Graham Tucker | September 10, 2020

The Commune of Pomerol

In some ways, Pomerol is not the prototypical commune – stately, hierarchical Chateaux are non-existent; instead, you’ll find unassuming homes, modest villas and a commonwealth with an unwavering and unwritten commitment to producing the greatest Merlot-based wines in the world - no classification system needed.

Stretching at just under two-and-a-half square miles, hectares under the vine are at a premium. Merlot is the star varietal here – and it has found its exemplary home. Located across the Gironde, the moderating influence from the Atlantic is less pronounced. Summers are hotter and dryer and the clay-heavy soils result in wines with an other-worldly depth, concentration and potency.

At the top, there is no wine that embodies the hedonistic, exotic and lush potential of Merlot more than Chateau Petrus and Le Pin – iconic and highly sought after, they’re distinguished by deep, intense flavors of ripe dark fruit, truffle, herbs, smoke and exotic spices. Their quality is undeniable and deserving of the premium prices.

What I appreciate most, however, is the underlying charm found in a lot of Pomerol’s best wines. Behind the power, you’ll often notice a palpable creamy and velvety texture that make some of the wines approachable and friendly in their youth.

Personal favorites are:

Chateau Conseillante: Some of the best Merlot-dominated wines I have ever tasted. Sensorial and aromatic, the wines are consistently supple, nuanced and refined. And their second wine, the Duo de Conseillante, is among the Right Bank’s best values.
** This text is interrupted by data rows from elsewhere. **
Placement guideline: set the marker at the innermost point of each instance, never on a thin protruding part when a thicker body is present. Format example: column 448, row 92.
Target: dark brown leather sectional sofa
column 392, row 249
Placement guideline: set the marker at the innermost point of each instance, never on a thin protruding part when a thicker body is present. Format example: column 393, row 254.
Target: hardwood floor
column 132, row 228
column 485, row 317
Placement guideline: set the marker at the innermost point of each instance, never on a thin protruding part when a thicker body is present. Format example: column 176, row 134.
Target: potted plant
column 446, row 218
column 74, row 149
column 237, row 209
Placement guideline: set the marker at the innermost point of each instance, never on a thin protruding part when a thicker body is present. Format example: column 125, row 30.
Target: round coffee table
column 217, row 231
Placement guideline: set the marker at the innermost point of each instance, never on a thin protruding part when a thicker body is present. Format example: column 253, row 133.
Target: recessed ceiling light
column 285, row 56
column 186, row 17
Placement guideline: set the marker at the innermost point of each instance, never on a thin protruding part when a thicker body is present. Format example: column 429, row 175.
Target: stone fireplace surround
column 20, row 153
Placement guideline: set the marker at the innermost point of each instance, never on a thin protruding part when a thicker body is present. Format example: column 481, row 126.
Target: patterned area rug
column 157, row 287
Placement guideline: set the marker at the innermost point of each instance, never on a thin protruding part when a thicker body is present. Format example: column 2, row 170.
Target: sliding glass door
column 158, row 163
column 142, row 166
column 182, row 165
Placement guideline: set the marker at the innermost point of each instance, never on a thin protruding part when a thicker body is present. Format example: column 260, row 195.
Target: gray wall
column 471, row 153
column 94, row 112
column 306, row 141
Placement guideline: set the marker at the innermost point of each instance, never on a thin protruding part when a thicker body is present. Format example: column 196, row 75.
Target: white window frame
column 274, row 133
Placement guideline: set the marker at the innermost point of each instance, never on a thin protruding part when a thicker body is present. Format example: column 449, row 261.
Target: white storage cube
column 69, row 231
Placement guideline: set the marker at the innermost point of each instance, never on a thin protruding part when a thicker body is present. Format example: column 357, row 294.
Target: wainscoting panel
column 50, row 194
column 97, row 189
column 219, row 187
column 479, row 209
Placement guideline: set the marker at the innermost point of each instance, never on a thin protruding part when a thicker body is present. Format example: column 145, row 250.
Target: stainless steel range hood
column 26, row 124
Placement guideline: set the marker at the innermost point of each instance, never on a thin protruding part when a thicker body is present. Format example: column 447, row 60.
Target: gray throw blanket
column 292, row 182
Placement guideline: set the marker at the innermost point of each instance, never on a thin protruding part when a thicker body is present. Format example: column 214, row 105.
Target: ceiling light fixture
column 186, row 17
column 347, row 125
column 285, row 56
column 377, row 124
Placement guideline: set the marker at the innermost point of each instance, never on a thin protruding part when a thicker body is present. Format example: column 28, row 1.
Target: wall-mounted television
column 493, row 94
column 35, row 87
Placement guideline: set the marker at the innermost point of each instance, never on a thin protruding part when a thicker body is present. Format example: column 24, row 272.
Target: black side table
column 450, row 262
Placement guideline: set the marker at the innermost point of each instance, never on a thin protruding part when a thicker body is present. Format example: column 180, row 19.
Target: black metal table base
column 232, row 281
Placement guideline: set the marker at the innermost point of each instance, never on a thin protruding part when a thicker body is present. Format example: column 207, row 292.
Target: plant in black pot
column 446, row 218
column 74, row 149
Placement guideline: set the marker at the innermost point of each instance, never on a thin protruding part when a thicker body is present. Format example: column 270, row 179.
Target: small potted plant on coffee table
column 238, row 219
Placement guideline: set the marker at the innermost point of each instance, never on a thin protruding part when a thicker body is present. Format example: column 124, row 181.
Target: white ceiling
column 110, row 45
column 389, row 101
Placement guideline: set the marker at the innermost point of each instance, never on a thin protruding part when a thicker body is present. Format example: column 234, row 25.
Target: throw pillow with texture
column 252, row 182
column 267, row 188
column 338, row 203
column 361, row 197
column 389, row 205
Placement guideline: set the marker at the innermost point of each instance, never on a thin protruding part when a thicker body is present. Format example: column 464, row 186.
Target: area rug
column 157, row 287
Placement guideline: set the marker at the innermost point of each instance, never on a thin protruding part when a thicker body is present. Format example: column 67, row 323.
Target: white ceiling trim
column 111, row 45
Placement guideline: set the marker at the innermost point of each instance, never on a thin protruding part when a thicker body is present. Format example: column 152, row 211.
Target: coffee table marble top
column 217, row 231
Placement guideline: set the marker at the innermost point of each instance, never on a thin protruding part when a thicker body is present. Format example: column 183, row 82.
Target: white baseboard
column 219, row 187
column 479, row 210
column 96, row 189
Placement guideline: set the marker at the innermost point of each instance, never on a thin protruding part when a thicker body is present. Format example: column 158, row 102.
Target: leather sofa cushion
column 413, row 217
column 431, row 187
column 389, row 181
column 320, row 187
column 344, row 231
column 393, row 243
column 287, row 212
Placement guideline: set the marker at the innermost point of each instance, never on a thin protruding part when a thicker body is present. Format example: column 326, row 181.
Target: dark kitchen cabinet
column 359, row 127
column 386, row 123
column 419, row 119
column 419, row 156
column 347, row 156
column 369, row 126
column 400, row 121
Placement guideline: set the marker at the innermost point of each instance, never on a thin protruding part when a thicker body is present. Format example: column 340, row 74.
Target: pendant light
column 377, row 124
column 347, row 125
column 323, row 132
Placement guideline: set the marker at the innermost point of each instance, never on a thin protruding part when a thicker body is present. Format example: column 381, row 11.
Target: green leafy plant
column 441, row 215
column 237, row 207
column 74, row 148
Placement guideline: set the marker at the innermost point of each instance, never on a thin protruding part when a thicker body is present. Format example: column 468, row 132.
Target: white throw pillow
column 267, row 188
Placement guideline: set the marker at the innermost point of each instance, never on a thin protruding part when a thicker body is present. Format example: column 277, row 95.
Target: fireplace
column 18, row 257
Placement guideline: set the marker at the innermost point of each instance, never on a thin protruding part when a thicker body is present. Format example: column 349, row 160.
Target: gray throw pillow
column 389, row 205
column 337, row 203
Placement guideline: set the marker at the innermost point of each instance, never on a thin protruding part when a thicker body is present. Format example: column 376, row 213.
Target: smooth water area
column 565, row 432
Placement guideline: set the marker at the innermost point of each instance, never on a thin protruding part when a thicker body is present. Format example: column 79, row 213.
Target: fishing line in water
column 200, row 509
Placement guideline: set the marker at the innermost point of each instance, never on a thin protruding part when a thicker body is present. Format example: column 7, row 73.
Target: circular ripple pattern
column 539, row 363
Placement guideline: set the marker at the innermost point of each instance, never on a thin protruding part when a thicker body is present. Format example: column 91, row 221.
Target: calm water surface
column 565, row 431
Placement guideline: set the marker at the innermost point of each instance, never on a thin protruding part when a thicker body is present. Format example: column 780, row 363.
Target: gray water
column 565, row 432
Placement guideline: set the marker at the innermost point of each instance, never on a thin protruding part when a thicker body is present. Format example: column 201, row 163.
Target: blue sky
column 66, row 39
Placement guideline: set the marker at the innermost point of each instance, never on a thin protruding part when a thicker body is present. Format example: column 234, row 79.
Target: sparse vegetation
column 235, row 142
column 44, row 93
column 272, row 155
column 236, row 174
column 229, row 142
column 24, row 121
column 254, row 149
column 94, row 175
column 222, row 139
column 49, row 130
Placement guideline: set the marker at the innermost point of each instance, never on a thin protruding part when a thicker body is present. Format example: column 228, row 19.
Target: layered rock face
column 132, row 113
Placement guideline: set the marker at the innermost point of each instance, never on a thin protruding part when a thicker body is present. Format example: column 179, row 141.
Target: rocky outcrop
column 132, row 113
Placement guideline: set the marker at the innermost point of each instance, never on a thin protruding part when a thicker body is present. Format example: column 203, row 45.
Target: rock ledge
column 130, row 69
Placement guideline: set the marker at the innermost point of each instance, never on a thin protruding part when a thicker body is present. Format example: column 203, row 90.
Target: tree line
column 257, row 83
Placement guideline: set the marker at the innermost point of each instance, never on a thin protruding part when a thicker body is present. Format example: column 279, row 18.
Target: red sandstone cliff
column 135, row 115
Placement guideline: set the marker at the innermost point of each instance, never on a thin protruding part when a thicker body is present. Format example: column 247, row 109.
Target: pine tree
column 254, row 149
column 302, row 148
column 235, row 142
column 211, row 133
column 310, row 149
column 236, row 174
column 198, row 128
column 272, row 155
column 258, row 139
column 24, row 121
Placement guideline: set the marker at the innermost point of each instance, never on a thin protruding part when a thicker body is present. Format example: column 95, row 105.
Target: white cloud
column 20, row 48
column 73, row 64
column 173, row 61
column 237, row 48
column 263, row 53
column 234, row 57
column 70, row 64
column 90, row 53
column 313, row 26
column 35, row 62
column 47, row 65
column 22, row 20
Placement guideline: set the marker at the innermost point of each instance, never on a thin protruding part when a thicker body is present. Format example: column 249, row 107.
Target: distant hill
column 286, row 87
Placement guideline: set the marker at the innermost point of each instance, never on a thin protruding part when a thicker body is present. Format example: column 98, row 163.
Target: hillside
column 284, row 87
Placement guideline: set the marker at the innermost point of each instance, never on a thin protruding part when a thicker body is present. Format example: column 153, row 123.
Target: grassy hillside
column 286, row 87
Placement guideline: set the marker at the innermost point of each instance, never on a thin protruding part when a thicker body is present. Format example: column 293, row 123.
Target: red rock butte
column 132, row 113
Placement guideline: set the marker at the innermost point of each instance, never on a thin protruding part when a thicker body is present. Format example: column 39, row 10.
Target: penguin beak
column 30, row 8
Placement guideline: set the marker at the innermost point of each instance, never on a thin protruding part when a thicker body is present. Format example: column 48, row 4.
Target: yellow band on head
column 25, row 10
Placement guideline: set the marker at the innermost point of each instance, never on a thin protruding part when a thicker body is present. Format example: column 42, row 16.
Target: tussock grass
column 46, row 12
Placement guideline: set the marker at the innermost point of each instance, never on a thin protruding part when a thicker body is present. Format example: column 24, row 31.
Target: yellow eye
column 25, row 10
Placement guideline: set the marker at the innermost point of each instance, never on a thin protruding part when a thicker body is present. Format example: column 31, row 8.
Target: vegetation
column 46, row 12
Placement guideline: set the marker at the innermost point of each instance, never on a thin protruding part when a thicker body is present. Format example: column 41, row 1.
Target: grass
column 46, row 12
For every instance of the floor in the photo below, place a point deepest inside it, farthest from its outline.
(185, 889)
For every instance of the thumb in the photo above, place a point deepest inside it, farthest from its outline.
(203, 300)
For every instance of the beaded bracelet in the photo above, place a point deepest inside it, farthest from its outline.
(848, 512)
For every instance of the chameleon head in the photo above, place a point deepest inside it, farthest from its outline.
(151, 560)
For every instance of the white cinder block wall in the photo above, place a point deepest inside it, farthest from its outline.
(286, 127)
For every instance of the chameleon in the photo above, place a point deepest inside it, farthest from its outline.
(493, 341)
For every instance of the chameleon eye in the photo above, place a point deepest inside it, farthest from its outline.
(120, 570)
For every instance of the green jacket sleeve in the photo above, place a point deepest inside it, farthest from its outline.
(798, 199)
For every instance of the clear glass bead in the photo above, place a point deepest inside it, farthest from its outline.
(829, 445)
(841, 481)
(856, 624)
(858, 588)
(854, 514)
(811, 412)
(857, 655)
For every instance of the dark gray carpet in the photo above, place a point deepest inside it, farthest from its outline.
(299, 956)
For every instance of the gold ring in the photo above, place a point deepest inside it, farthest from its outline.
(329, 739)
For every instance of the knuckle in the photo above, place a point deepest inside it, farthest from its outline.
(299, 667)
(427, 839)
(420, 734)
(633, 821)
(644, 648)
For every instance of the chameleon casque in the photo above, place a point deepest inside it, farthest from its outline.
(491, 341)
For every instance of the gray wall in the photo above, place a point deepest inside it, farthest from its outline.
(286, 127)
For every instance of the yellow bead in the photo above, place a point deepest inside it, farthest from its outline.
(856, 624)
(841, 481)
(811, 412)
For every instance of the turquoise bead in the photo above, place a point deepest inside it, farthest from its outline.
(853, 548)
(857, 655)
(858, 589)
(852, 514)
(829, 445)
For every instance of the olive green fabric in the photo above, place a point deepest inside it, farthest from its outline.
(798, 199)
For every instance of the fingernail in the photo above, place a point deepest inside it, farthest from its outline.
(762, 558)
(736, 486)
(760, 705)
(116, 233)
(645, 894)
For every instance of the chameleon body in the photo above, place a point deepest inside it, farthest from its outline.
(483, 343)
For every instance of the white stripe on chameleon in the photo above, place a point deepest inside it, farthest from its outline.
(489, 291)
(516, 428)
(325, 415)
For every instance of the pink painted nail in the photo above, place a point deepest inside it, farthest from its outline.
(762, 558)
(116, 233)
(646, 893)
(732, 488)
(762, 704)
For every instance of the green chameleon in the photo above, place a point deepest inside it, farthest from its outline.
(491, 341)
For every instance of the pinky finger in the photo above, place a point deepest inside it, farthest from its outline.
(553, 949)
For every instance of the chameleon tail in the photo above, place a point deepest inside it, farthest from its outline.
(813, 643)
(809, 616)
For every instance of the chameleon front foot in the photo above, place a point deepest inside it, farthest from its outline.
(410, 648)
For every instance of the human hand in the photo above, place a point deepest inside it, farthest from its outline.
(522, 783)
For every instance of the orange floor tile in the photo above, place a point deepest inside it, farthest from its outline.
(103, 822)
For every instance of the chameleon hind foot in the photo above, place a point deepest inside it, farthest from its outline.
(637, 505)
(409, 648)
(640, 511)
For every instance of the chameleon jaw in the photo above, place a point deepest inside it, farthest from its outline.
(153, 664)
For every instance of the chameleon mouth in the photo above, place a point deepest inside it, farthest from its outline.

Chateau Lafleur: Among the longest-lived wines in Pomerol. While you wait for the Grand Vin to age another 10+ years, stock up on a couple cases of their second wine, Les Pensees – delicious, gratifyingly elegant and very favorably priced (taste blind against the Grand Vin and see if you can pick the difference!).

Chateau L’Eglise Clinet – an estate with an unmatched pedigree dating back to the 1800s. True to form, the wines are rich, layered and demand time in the bottle. This is an excellent chateau to start with if newer to Pomerol – in the best vintages they can match the intrinsic complexity of Pomerol’s priciest wines.